World Series of Country Music Proudly Presents Stock Car Racing's Entertainers of the Year is a studio album released in 1985 by World Series of Country Music. The album was compiled of 21 original country music songs with lead vocals of all songs all sung by various NASCAR drivers, plus an introduction track by Ned Jarrett.

== Background ==
The album was the creation of country music promoter Mike Hopkins, who wanted to create a concept album featuring NASCAR's biggest stars to express themselves musically. Hopkins, trying to avoid the flop of NASCAR Goes Country, hired 25 professional songwriters to write songs for the album, of which 80 songs were created, and 21 were chosen for drivers to sing.
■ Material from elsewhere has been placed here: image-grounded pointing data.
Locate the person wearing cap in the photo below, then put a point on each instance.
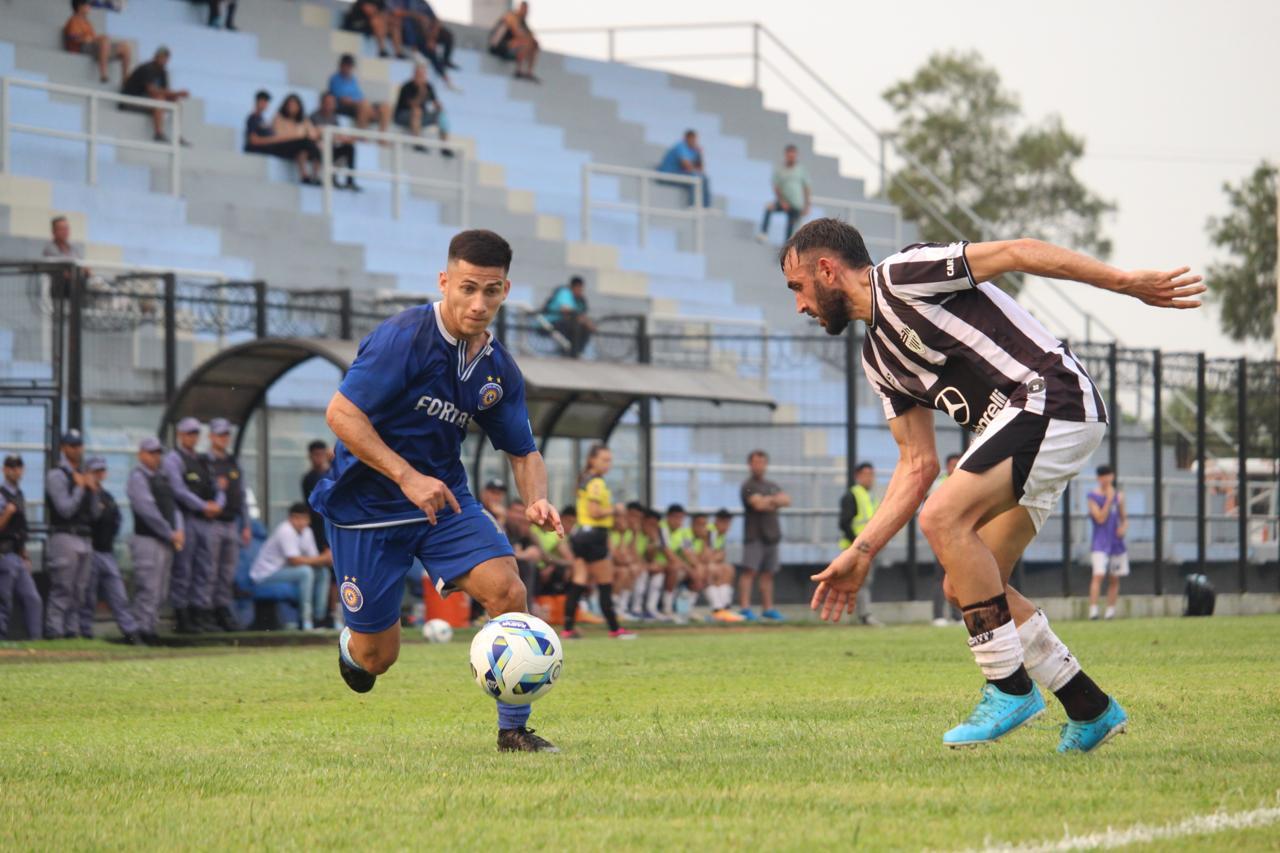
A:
(105, 580)
(16, 580)
(72, 506)
(158, 536)
(229, 529)
(196, 493)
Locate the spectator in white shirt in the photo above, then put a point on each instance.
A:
(289, 555)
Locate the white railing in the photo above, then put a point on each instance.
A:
(644, 208)
(397, 176)
(92, 136)
(853, 208)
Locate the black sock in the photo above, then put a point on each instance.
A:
(1082, 698)
(606, 593)
(986, 616)
(572, 596)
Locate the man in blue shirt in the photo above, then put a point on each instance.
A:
(398, 489)
(686, 158)
(351, 99)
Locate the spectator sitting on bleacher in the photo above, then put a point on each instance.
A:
(288, 556)
(565, 311)
(351, 100)
(423, 31)
(283, 137)
(686, 158)
(80, 37)
(343, 146)
(151, 80)
(370, 18)
(511, 40)
(215, 14)
(791, 194)
(417, 106)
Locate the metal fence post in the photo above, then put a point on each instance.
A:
(1201, 484)
(1157, 468)
(1242, 475)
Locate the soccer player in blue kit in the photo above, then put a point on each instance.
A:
(398, 489)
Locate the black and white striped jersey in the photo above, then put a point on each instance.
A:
(938, 338)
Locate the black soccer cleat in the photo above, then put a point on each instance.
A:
(522, 740)
(356, 679)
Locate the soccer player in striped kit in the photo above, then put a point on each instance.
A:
(940, 336)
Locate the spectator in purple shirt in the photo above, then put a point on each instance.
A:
(1110, 555)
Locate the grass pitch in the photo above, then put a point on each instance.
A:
(777, 738)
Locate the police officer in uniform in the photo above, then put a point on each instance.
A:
(16, 580)
(200, 501)
(105, 579)
(72, 506)
(228, 532)
(158, 534)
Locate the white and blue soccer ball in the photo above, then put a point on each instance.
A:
(437, 630)
(516, 658)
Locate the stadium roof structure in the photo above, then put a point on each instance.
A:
(567, 397)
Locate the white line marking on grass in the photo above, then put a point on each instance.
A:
(1143, 833)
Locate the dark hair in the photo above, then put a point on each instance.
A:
(831, 235)
(284, 105)
(480, 247)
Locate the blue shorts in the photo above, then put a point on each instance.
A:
(369, 564)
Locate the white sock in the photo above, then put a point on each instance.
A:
(1046, 657)
(654, 593)
(999, 652)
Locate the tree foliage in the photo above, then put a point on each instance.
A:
(1244, 287)
(955, 118)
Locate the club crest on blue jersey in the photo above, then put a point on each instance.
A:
(490, 392)
(351, 596)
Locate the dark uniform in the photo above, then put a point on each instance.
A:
(16, 580)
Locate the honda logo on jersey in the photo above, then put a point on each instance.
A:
(912, 340)
(951, 401)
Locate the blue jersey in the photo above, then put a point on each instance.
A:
(414, 382)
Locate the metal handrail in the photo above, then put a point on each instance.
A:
(398, 177)
(696, 213)
(92, 137)
(886, 141)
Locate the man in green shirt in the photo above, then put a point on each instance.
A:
(855, 511)
(791, 194)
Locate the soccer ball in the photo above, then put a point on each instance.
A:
(437, 630)
(516, 658)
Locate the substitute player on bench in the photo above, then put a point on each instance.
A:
(941, 336)
(397, 488)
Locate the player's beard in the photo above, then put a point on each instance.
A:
(835, 308)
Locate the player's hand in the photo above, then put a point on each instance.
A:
(542, 514)
(839, 584)
(429, 495)
(1171, 288)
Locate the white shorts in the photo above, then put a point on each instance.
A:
(1114, 564)
(1047, 455)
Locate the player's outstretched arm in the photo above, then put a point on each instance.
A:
(530, 473)
(352, 425)
(1162, 288)
(913, 475)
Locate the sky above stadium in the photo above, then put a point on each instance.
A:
(1164, 92)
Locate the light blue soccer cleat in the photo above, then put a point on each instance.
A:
(1091, 734)
(996, 715)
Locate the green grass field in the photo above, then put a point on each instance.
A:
(778, 738)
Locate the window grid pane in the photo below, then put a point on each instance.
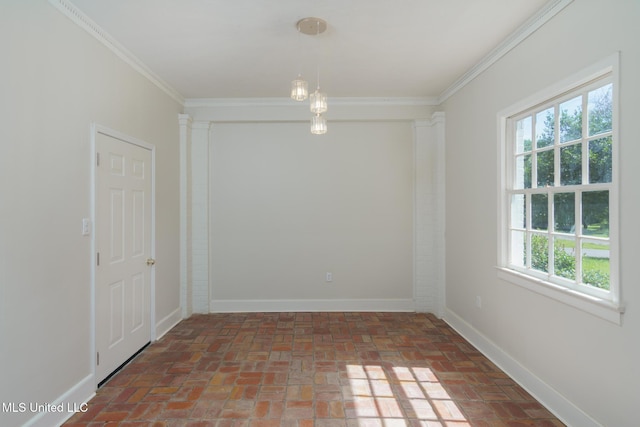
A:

Songs were chosen based on a driver interview, asking them what drove their ambition, heroes, families, and more. Hopkins told the songwriters "Here are the words of an auto racer, what he believes, what he stands for. You go and write me a song from this material." Around $200,000 was poured into the project.

Many of the songs relate to achievements or the drivers' personality. For example, Bobby Hillin Jr. talks about his crew chief, Harry Hyde. Dale Earnhardt's song, "Hard Charger", relates to his rough reputation. Bill Elliott's song talks about his career.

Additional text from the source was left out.